Les Etats-Unis s'inscrivent dans le sillage de la conception
aristotélicienne de la citoyenneté dès l'adoption en 1791
de sa Constitution. Ils dotaient de ses citoyens de deux attributs, d'une part,
« l'égalité des droits politiques » et,
d'autre part, « le rejet déclaré des privilèges
héréditaires.60 » Du point de vue
constitutionnel, l'homo civicus américain est celui à
qui le droit de vote est accordé et qui, par-là, participe
à la vie politique pendant les élections primaires et
présidentielles. Ce droit fut donné seulement aux nationaux et
aux individus naturalisés américains.
59 Aristote, La politique, II, 4, p. 45
60 3 Sur ce point nous suivons Judith Shklar dans son ouvrage
intitulé La citoyenneté américaine,
Calmann-Lévy, 1991.
Théoriquement tous les individus qui détiennent
la nationalité américaine sont appelés à participer
à la vie politique à raison du principe politique de
l'égalité des droits constitutifs de la Constitution des
Etats-Unis.

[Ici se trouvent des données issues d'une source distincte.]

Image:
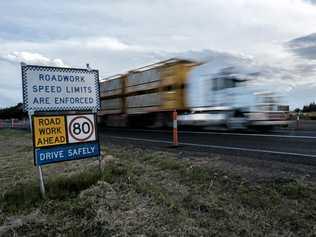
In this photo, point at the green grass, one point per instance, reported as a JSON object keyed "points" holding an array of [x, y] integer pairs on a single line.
{"points": [[148, 193]]}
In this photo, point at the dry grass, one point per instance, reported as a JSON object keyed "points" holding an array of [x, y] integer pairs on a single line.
{"points": [[146, 193]]}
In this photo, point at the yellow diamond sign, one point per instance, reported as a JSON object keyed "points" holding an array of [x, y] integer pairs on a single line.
{"points": [[49, 131]]}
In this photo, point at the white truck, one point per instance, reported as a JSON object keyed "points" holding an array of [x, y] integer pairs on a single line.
{"points": [[226, 97]]}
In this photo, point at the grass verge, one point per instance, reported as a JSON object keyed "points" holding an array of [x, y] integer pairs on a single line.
{"points": [[146, 193]]}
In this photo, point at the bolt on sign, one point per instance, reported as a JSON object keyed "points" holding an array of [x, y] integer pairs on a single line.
{"points": [[64, 137]]}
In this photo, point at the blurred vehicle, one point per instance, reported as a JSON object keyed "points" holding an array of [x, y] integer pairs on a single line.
{"points": [[147, 96]]}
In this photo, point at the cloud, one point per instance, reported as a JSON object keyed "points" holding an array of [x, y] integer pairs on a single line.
{"points": [[115, 36], [32, 58]]}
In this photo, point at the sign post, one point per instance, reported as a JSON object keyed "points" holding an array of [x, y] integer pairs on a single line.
{"points": [[49, 93]]}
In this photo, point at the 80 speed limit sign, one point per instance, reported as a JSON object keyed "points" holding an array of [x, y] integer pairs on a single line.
{"points": [[81, 128]]}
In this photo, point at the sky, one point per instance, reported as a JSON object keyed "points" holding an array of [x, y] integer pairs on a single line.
{"points": [[114, 36]]}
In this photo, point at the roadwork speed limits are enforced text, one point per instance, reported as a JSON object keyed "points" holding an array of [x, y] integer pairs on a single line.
{"points": [[64, 137]]}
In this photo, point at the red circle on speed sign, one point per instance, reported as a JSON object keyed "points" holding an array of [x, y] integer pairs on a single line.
{"points": [[81, 130]]}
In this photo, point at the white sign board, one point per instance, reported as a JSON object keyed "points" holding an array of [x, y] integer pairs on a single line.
{"points": [[81, 128], [60, 89]]}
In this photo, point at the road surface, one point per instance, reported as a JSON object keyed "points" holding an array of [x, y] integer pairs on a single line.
{"points": [[286, 144]]}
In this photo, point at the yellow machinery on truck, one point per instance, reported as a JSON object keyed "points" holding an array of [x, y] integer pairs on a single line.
{"points": [[147, 95]]}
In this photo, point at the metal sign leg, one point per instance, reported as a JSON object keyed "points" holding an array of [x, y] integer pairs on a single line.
{"points": [[41, 181]]}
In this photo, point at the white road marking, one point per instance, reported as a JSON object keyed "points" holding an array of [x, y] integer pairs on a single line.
{"points": [[225, 133], [216, 147]]}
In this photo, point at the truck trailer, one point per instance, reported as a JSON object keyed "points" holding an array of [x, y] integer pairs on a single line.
{"points": [[147, 96]]}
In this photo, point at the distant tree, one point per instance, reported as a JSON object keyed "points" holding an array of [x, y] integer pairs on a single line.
{"points": [[13, 112]]}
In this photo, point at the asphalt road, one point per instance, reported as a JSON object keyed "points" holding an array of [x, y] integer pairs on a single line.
{"points": [[283, 144]]}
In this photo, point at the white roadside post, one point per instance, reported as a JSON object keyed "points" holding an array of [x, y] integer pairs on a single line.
{"points": [[95, 112]]}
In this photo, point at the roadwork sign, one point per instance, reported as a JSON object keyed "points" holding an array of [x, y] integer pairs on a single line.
{"points": [[64, 153], [60, 89], [81, 128], [64, 137], [49, 131]]}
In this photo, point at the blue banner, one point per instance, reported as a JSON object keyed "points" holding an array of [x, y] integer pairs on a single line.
{"points": [[67, 152]]}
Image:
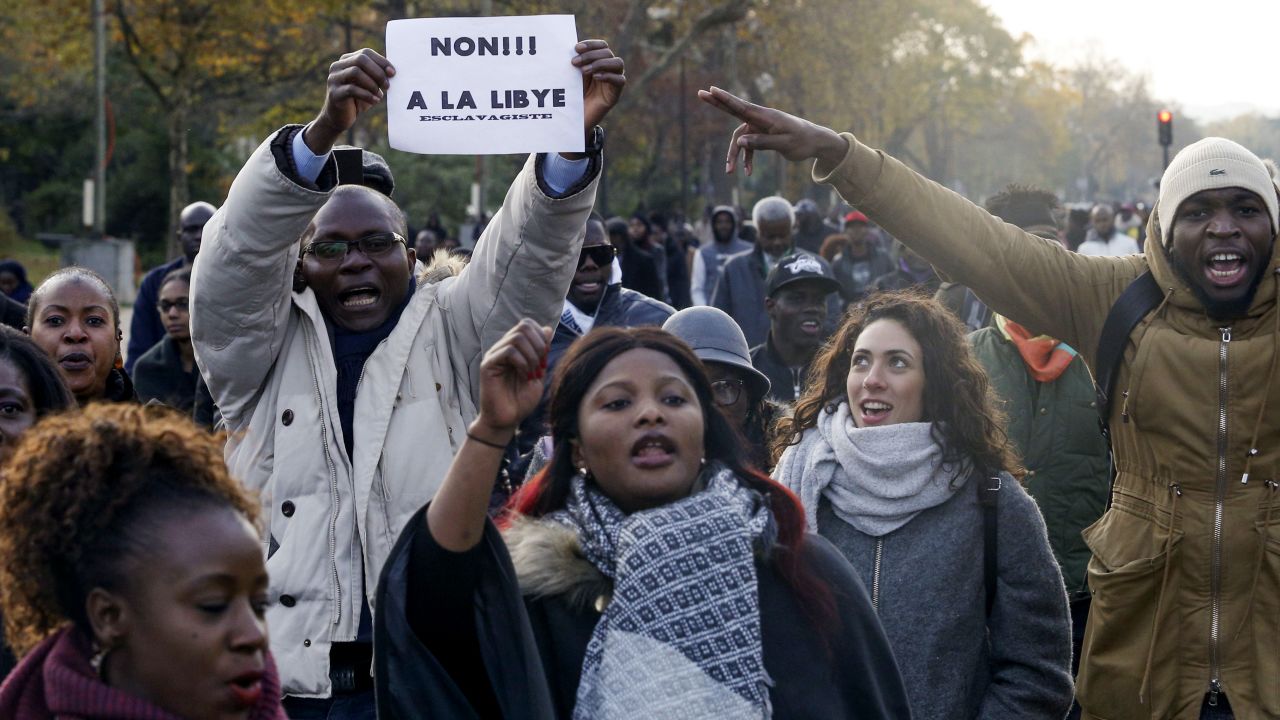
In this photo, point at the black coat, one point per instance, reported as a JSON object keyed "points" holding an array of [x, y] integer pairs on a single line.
{"points": [[439, 643], [13, 313]]}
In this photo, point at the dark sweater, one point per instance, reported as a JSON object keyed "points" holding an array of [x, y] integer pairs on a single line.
{"points": [[956, 662], [525, 655]]}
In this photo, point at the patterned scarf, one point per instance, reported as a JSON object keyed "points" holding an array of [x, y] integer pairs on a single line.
{"points": [[1046, 359], [877, 479], [681, 637]]}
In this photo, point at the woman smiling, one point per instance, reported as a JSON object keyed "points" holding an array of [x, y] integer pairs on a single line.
{"points": [[645, 573], [894, 449]]}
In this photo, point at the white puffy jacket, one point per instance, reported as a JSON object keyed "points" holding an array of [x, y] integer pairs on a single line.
{"points": [[265, 354]]}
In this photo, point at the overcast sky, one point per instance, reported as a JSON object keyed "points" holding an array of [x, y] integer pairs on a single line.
{"points": [[1214, 58]]}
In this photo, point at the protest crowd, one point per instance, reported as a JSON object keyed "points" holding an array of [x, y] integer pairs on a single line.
{"points": [[909, 458]]}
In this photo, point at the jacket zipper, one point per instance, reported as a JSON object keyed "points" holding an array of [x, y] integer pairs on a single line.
{"points": [[1215, 684], [880, 554], [333, 487]]}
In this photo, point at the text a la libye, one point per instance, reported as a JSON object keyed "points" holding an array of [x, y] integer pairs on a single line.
{"points": [[498, 100]]}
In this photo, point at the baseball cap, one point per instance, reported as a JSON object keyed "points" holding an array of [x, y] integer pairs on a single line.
{"points": [[798, 268]]}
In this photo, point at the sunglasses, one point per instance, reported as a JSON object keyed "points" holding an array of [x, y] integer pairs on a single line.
{"points": [[726, 392], [371, 245], [599, 254]]}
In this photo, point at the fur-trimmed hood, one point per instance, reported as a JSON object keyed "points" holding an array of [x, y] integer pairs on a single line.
{"points": [[442, 264], [549, 561]]}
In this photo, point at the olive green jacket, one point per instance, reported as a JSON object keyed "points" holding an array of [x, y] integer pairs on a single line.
{"points": [[1055, 428], [1185, 569]]}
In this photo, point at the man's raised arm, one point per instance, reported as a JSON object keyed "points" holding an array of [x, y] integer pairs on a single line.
{"points": [[525, 260], [243, 277]]}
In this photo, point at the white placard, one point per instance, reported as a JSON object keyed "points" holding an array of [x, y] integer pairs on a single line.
{"points": [[484, 86]]}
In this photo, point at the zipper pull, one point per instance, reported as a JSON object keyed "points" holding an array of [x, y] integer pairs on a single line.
{"points": [[1244, 478]]}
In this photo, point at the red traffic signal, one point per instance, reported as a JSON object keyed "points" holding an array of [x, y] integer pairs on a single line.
{"points": [[1165, 127]]}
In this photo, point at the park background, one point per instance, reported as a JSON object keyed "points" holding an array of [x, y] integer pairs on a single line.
{"points": [[192, 86]]}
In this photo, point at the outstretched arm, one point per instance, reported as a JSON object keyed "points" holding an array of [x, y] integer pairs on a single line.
{"points": [[511, 384], [1031, 279]]}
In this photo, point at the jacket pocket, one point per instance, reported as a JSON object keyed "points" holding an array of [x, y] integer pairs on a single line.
{"points": [[1130, 548], [1266, 621]]}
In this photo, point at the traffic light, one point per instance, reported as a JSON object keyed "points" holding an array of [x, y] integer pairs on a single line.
{"points": [[1165, 124]]}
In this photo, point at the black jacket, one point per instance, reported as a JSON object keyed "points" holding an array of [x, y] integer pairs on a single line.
{"points": [[437, 643], [784, 379], [856, 276], [740, 294], [159, 376], [12, 313]]}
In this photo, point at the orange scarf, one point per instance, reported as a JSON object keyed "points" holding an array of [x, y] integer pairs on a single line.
{"points": [[1046, 358]]}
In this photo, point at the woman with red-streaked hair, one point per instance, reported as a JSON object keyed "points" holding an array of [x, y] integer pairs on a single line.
{"points": [[647, 572]]}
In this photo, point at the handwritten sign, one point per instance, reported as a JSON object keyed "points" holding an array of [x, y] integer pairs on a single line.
{"points": [[484, 86]]}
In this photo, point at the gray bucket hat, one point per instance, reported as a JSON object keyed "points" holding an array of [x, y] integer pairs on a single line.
{"points": [[714, 337]]}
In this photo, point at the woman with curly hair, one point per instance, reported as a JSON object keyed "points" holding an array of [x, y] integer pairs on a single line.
{"points": [[895, 446], [133, 578], [647, 572]]}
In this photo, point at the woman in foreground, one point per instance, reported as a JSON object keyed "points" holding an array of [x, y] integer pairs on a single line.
{"points": [[133, 579], [897, 451], [645, 573]]}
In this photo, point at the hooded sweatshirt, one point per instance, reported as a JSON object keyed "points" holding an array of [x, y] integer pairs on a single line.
{"points": [[711, 258]]}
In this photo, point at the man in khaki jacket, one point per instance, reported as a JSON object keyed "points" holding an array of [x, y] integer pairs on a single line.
{"points": [[346, 382], [1185, 569]]}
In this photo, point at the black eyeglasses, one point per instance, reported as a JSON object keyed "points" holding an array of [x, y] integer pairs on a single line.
{"points": [[599, 254], [371, 245], [726, 392]]}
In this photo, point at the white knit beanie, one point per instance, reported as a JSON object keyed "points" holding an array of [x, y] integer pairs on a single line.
{"points": [[1210, 164]]}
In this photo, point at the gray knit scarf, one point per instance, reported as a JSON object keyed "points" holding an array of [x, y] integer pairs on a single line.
{"points": [[877, 479], [681, 637]]}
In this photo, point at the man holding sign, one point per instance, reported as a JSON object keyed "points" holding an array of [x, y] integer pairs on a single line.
{"points": [[346, 382]]}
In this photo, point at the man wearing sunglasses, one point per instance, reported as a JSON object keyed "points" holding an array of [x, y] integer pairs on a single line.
{"points": [[346, 382], [595, 299]]}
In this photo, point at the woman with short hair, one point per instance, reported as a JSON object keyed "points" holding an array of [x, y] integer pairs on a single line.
{"points": [[133, 577], [897, 450], [647, 572], [74, 318]]}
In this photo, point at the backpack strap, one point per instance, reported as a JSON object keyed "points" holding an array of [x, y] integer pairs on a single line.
{"points": [[1136, 302], [988, 499]]}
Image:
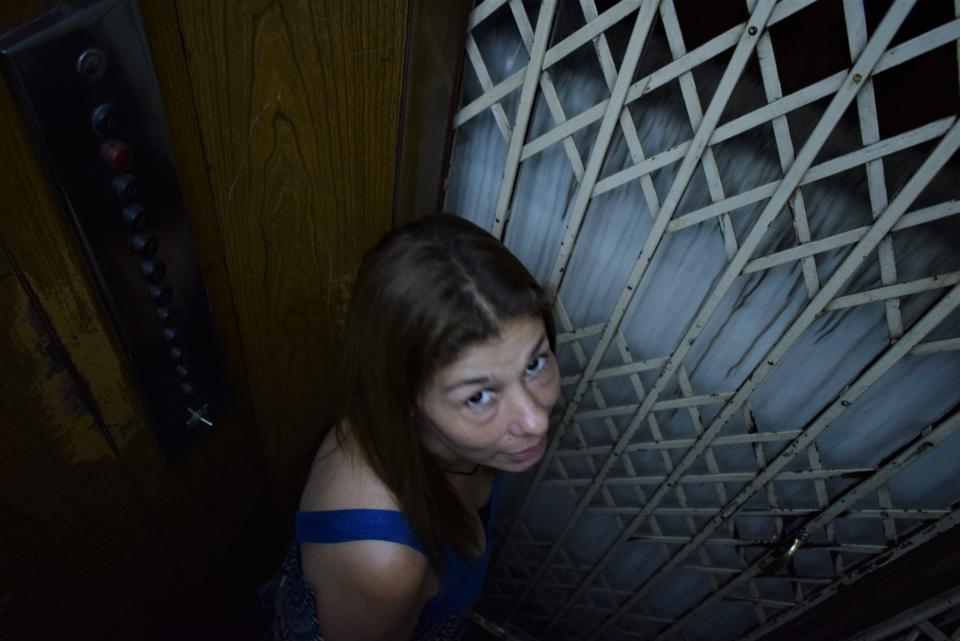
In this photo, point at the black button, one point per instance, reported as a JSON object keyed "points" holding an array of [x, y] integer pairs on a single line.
{"points": [[153, 270], [125, 187], [134, 217], [160, 294], [145, 244], [105, 121], [167, 316]]}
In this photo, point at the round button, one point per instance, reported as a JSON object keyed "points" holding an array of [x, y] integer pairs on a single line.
{"points": [[92, 64], [145, 244], [153, 270], [116, 155], [134, 217], [160, 294], [104, 120], [125, 187], [167, 316]]}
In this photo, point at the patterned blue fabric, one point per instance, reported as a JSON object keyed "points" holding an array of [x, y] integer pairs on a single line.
{"points": [[295, 617]]}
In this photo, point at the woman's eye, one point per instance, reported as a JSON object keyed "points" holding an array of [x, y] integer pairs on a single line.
{"points": [[536, 365], [480, 400]]}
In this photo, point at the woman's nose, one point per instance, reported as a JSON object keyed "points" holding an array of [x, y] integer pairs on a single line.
{"points": [[530, 416]]}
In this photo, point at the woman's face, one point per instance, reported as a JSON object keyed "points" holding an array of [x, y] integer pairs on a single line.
{"points": [[492, 405]]}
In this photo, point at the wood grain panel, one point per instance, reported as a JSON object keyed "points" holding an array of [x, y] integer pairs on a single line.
{"points": [[437, 37], [127, 534], [298, 105]]}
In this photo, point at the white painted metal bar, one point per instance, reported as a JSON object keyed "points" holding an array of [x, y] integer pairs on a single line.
{"points": [[895, 56], [934, 162], [627, 126], [856, 22], [483, 76], [554, 55], [667, 73], [919, 515], [531, 80], [716, 477], [857, 573], [831, 116], [483, 11], [825, 169], [598, 152], [691, 100], [895, 291], [629, 368], [591, 330], [944, 34], [927, 439], [547, 88], [914, 616], [917, 217], [785, 153], [683, 443], [933, 347]]}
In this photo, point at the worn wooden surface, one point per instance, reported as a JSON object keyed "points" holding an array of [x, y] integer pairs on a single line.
{"points": [[298, 109], [99, 535], [284, 118], [438, 30]]}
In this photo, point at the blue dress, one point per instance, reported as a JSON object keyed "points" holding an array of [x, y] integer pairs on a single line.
{"points": [[295, 617]]}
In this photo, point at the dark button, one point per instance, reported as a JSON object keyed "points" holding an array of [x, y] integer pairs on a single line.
{"points": [[160, 294], [134, 217], [145, 244], [125, 187], [116, 155], [105, 120], [92, 64], [153, 270], [167, 316]]}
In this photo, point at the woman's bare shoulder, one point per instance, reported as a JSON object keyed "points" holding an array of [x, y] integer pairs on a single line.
{"points": [[340, 479]]}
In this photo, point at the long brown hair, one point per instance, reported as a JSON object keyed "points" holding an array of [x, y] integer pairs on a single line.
{"points": [[425, 292]]}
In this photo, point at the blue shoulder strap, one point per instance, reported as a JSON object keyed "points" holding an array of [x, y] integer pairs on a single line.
{"points": [[338, 526]]}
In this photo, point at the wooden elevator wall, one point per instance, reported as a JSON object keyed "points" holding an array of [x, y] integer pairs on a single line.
{"points": [[287, 121]]}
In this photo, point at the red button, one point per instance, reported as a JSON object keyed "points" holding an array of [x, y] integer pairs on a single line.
{"points": [[116, 155]]}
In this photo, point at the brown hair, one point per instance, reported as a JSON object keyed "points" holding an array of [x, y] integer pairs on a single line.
{"points": [[426, 291]]}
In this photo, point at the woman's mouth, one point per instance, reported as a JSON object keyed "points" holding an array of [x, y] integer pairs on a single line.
{"points": [[529, 453]]}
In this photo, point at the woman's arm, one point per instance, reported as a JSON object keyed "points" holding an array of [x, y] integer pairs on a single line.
{"points": [[367, 590]]}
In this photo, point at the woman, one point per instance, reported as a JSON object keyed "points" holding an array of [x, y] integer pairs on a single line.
{"points": [[448, 376]]}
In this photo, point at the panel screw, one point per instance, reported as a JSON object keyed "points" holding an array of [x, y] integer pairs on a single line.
{"points": [[92, 64]]}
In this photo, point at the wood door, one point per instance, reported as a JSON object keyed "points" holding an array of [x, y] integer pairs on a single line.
{"points": [[285, 120]]}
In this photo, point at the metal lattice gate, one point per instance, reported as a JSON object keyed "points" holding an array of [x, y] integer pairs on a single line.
{"points": [[748, 213]]}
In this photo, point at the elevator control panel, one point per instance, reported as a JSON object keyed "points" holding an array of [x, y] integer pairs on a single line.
{"points": [[86, 86]]}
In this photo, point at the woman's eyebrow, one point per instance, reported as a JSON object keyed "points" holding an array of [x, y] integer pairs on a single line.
{"points": [[485, 380], [537, 347]]}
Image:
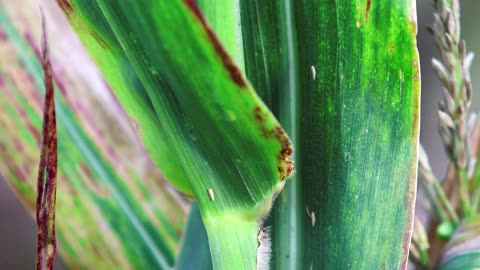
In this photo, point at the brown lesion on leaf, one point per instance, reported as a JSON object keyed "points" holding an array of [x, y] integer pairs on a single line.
{"points": [[258, 114], [47, 169], [100, 41], [233, 70], [65, 5], [285, 163]]}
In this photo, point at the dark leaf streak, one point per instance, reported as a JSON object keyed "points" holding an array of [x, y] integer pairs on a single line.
{"points": [[47, 171]]}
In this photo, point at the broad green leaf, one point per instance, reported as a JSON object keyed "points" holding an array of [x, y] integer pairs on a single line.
{"points": [[463, 249], [343, 78], [234, 153], [114, 210]]}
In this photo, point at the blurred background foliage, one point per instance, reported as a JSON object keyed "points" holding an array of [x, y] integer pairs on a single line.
{"points": [[17, 227]]}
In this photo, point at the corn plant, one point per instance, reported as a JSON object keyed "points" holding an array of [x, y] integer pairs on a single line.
{"points": [[293, 125]]}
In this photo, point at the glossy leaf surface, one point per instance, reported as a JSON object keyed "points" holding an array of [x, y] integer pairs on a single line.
{"points": [[114, 210]]}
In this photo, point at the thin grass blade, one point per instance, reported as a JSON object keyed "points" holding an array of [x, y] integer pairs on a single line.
{"points": [[47, 171], [111, 194]]}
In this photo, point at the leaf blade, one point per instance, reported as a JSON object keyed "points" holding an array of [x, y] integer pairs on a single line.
{"points": [[47, 171]]}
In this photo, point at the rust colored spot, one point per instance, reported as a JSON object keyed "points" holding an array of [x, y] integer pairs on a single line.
{"points": [[369, 5], [85, 170], [235, 73], [35, 133], [100, 41], [65, 5], [258, 114], [18, 173]]}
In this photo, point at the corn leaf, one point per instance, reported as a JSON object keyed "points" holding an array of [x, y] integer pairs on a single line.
{"points": [[234, 153], [463, 249], [114, 209], [195, 251], [47, 171], [343, 78]]}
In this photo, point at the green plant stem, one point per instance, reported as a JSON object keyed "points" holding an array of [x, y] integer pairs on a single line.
{"points": [[475, 201], [233, 243], [444, 201], [464, 195]]}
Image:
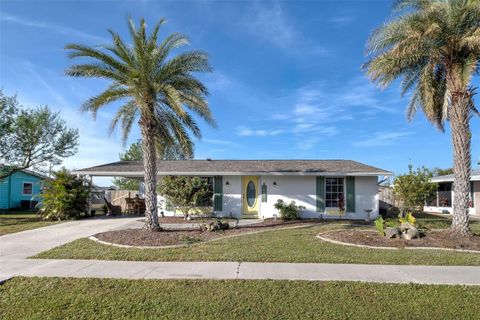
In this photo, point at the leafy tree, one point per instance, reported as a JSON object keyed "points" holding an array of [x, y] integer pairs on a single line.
{"points": [[434, 46], [134, 152], [413, 188], [32, 138], [153, 85], [64, 197], [186, 193]]}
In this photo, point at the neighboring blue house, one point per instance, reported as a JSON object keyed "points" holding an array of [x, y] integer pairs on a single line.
{"points": [[19, 190]]}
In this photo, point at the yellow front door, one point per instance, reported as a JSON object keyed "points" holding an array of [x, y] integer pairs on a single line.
{"points": [[250, 195]]}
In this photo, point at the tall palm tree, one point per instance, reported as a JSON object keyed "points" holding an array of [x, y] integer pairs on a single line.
{"points": [[153, 86], [434, 47]]}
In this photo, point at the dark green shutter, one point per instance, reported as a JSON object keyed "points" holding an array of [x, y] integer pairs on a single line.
{"points": [[168, 205], [264, 192], [320, 194], [217, 193], [472, 194], [350, 194]]}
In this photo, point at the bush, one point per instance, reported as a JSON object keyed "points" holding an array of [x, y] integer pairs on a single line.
{"points": [[290, 211], [409, 218], [218, 225], [380, 226], [64, 197]]}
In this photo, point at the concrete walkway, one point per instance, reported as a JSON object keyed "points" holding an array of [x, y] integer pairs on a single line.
{"points": [[15, 248]]}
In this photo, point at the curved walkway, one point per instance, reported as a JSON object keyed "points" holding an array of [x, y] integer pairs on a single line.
{"points": [[16, 247]]}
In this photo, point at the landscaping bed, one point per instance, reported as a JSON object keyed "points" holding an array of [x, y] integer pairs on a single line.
{"points": [[144, 238], [433, 239]]}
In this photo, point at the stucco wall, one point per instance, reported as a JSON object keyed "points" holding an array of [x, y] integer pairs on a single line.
{"points": [[290, 188], [232, 196], [302, 190]]}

Mais, concrètement ils ne votaient pas tous, car il y avait
une forme censitaire du vote liée au statut. Avoir un statut social aux
Etats-Unis signifiait avant tout : disposer d'une autonomie économique
pourvue par « la possibilité de travailler et d'être
rémunéré. » Ce qui faisait ainsi distinguer,
comme chez Aristote, l'homme libre (le citoyen) de l'esclave.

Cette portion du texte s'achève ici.